Some esoteric methods of measuring CPU utilizations are to calculate either the current power usage over the max available power, or the current temperature over the max operating temperature. Unfortunately these are typically even more non-linear than the standard metrics (but they can be useful sometimes).

gblargg

Like measuring RMS of an AC voltage by running it through a heating element: https://wikipedia.org/wiki/True_RMS_converter#Thermal_conver...

null

[deleted]

null

[deleted]

kqr

It might be a lie, but it surely is a practical one. In my brief foray into site reliability engineering I used CPU utilisation (of CPU-bofund tasks) with queueing theory to choose how to scale servers before big events.

The %CPU suggestions ran contrary to (and were much more conservative than) the "old wisdom" that would otherwise have been used. It worked out great at much lower cost than otherwise.

What I'm trying to say is you shouldn't be afraid of using semi-crappy indicators just because they're semi-crappy. If it's the best you got it might be good enough anyway.

In the case of CPU utilisation, though, the number in production shouldn't go above 40 % for many reasons. At 40 % there's usually still a little headroom. The mistake of the author was not using fundamentals of queueing theory to avoid high utilisation!

therealdrag0

> semi-crappy indicator … good enough.

Agree. Another example of this is for metrics as percentiles per host that you have to average, vs histograms per host that get percentile calculated at aggregation time among hosts. Sure an avg/max of a percentile is technically not a percentile, but in practice switching between one or the other hasn’t affected my operations at all. Yet I know some people are adamant about mathematical correctness as if that translates to operations.

arccy

That works ok when you have evenly distributed load (which you want / would hope to have), much less so when your workload is highly unbalanced.

mayama

Combination of CPU% and loadavg would generally tell how system is doing.
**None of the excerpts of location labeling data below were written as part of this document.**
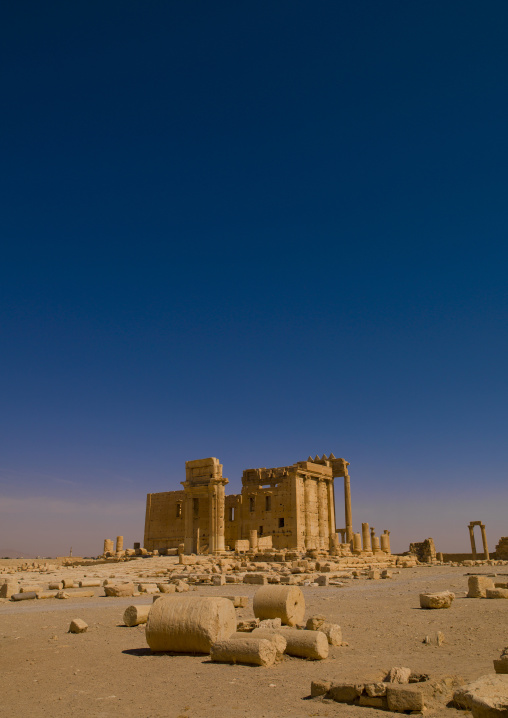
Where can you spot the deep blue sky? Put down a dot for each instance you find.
(255, 231)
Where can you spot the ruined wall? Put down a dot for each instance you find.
(268, 506)
(164, 522)
(425, 551)
(502, 549)
(233, 507)
(292, 505)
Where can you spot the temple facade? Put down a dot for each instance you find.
(287, 507)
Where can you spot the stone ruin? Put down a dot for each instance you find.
(287, 508)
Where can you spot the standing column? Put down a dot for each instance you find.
(385, 541)
(188, 521)
(212, 519)
(332, 533)
(473, 545)
(308, 516)
(324, 542)
(367, 546)
(347, 507)
(484, 541)
(221, 544)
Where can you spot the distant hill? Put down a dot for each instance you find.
(12, 553)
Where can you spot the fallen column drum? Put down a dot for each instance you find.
(189, 625)
(284, 602)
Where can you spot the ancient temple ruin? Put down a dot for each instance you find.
(287, 507)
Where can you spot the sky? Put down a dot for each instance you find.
(255, 231)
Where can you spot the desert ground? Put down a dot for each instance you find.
(110, 672)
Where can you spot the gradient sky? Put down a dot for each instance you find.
(255, 231)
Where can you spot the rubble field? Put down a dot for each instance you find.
(108, 670)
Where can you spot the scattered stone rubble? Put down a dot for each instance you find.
(402, 691)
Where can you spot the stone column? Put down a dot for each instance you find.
(473, 544)
(385, 541)
(347, 507)
(324, 541)
(221, 543)
(212, 518)
(484, 541)
(309, 538)
(367, 546)
(331, 513)
(253, 540)
(189, 524)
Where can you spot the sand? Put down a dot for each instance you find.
(109, 671)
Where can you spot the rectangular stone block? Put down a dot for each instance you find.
(256, 578)
(404, 698)
(345, 692)
(478, 585)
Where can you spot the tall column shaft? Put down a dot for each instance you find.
(332, 533)
(309, 529)
(188, 522)
(324, 542)
(221, 545)
(212, 520)
(367, 545)
(473, 544)
(347, 508)
(484, 541)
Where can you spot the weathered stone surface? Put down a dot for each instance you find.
(319, 688)
(497, 593)
(78, 626)
(244, 649)
(486, 697)
(399, 675)
(166, 587)
(372, 702)
(8, 588)
(345, 692)
(501, 665)
(478, 585)
(287, 507)
(314, 623)
(442, 599)
(121, 589)
(333, 633)
(404, 698)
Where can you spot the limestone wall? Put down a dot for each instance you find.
(293, 505)
(164, 522)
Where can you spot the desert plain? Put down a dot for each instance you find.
(109, 671)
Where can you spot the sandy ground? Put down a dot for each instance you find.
(109, 671)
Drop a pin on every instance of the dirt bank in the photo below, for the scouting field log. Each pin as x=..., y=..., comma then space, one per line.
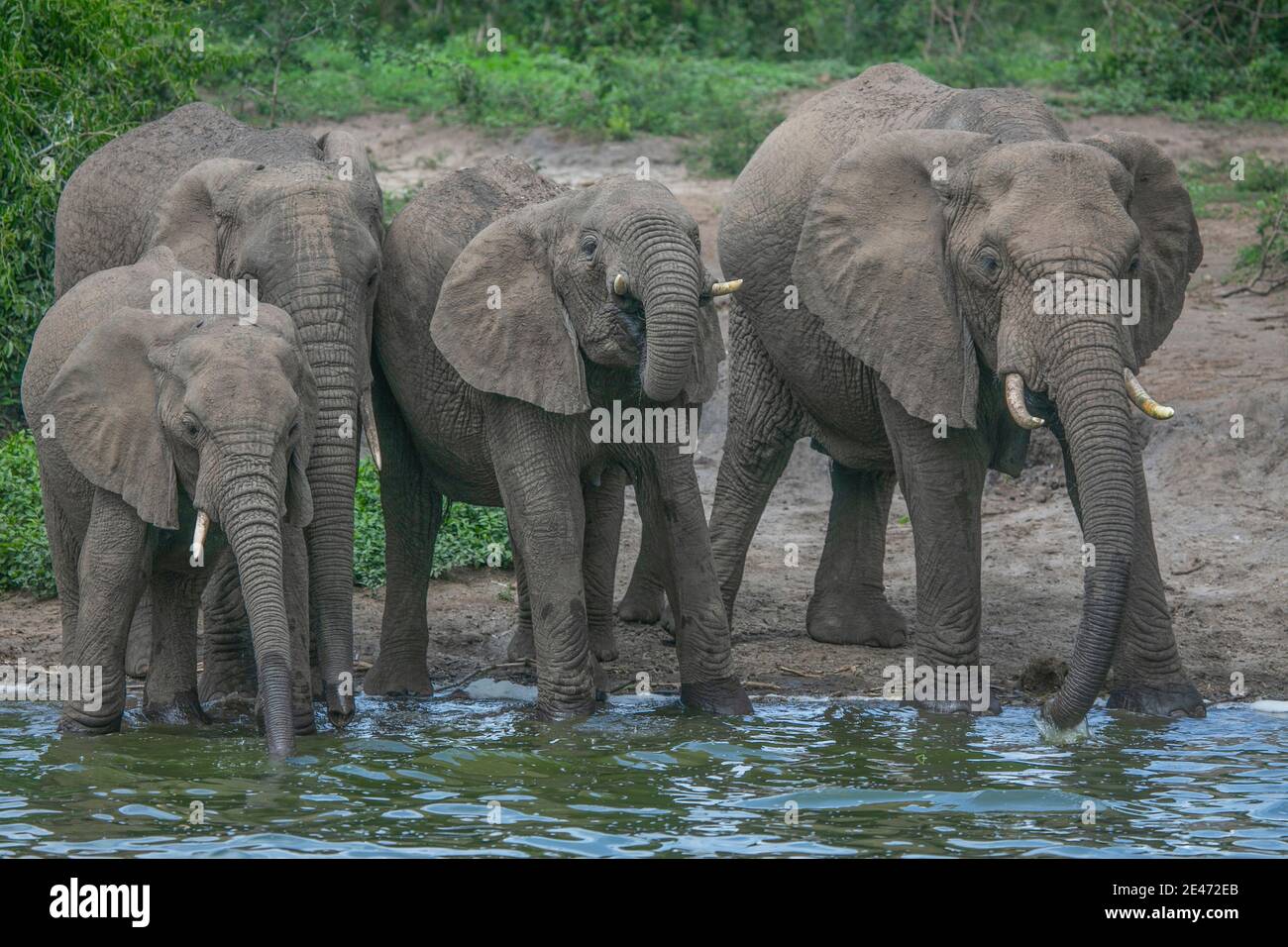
x=1219, y=502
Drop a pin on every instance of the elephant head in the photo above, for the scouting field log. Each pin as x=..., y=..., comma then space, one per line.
x=309, y=235
x=612, y=273
x=925, y=253
x=147, y=405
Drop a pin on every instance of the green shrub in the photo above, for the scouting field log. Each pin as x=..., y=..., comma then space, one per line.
x=465, y=539
x=73, y=73
x=25, y=561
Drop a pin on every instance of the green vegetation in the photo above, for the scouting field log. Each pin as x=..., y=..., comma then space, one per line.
x=468, y=536
x=73, y=73
x=25, y=561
I had systems where loadavg is high, waiting on network/io, but little cpu%. Tracing high load is not always straightforward as cpu% though, you have to go through io%, net%, syscalls etc.

saagarjha

40% seems quite lightly utilized tbh

cpncrunch

I tend to use 50% as a soft target, which seems like a good compromise. Sometimes it may go a little bit over that, but if it's occasional it shouldn't be an issue.

It's not good to go much over 50% on a server (assuming half the cpus are just hyperthreads), because you're essentially relying on your load being able to share the actual cpu cores. At some point, when the load increases too much, there may not be any headroom left for sharing those physical cpus. You then get to the point where adding a little bit more load to 80% suddenly results in 95% utilization.

zekrioca

I noticed exactly the same thing. The author is saying something that has been repeatedly written in queueing theory books for decades, still they are noticing this only now.

mustache_kimono

Reminds me of Brendan Gregg's "CPU Utilization is Wrong" but this blog fails to discuss that blog's key point that CPU utilization is a measure of whether or not the CPU is busy, including whether the CPU is waiting [0]. That blog also explains that the IPC (instructions per cycle) metric actually measures useful work hidden within that busy state.
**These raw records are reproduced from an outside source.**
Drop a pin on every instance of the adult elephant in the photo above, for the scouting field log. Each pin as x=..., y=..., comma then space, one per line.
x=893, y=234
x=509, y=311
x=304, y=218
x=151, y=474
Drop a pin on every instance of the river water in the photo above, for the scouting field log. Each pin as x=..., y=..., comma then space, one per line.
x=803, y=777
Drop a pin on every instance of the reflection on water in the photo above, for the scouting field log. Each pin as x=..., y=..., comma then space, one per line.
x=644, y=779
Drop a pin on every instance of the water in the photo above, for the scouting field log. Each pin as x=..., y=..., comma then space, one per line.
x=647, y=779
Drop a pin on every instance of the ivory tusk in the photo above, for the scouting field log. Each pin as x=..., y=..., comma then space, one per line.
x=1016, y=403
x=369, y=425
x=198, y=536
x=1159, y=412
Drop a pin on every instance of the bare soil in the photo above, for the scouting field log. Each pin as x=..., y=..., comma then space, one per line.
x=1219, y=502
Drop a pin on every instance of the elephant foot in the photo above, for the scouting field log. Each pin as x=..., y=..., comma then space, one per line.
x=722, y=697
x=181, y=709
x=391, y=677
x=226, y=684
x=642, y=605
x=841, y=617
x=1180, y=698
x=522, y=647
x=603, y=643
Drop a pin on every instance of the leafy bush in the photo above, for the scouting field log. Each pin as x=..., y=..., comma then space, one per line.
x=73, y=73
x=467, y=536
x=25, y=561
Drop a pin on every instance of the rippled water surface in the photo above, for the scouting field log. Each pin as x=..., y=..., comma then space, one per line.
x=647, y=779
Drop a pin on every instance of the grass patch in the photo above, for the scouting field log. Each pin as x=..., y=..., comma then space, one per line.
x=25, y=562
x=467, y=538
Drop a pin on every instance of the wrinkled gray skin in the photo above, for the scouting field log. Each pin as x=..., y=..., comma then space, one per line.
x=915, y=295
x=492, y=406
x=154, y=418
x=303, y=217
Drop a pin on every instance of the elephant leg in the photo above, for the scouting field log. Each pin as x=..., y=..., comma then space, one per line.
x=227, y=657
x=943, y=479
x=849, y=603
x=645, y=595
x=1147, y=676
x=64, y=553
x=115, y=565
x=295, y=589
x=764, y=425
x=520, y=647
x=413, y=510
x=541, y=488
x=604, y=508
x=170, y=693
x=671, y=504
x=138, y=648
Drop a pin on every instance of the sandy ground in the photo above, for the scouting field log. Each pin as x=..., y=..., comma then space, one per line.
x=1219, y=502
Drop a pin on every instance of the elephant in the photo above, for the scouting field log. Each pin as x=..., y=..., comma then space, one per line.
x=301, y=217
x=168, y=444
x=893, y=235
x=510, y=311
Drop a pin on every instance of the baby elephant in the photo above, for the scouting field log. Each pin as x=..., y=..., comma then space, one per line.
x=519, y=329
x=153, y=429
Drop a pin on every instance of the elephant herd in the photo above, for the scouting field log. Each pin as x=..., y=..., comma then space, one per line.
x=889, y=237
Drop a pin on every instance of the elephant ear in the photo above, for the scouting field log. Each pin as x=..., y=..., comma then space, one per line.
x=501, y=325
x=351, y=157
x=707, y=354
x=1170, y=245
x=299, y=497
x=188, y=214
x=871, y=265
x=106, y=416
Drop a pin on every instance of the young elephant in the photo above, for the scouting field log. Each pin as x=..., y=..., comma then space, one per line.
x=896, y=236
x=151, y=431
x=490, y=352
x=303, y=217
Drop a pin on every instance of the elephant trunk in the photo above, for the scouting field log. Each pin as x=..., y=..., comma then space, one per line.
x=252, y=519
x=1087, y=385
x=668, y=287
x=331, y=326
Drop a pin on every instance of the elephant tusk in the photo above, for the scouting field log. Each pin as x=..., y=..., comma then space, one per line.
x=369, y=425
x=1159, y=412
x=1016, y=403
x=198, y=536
[0]: https://www.brendangregg.com/blog/2017-05-09/cpu-utilization...

4gotunameagain

What's up with Brendans and CPU utilisation concerns, any Brendan to shine some light ?

BrendanLong

I'd love to explain, but you'd need to change your name to Brendan first.

PaulKeeble

This is bang on, you can't count the hyperthreads as double the performance, typically they are actually in practice only going to bring 15-30% if the job works well with it and their use will double the latency. Failing to account for loss in clockspeed as the core utilisation climbs is another way its not linear and in modern software for the desktop its really something to pay careful attention to.

It should be possible from the information you can get on a CPU from the OS to better estimate utilisation involving at the very least these two factors. It becomes a bit more tricky to start to account for significantly going past the cache or available memory bandwidth and the potential drop in performance to existing threads that occurs from the increased pipeline stalls. But it can definitely be done better than it is currently.

c2h5oh

To complicate things more HT performance varies wildly between CPU architectures and workloads. e.g. AMD implementation, especially in later Zen cores, is closer to a performance of a full thread than you'd see in Intel CPUs. Provided you are not memory bandwidth starved.

RaftPeople

> To complicate things more HT performance varies wildly between CPU architectures and workloads.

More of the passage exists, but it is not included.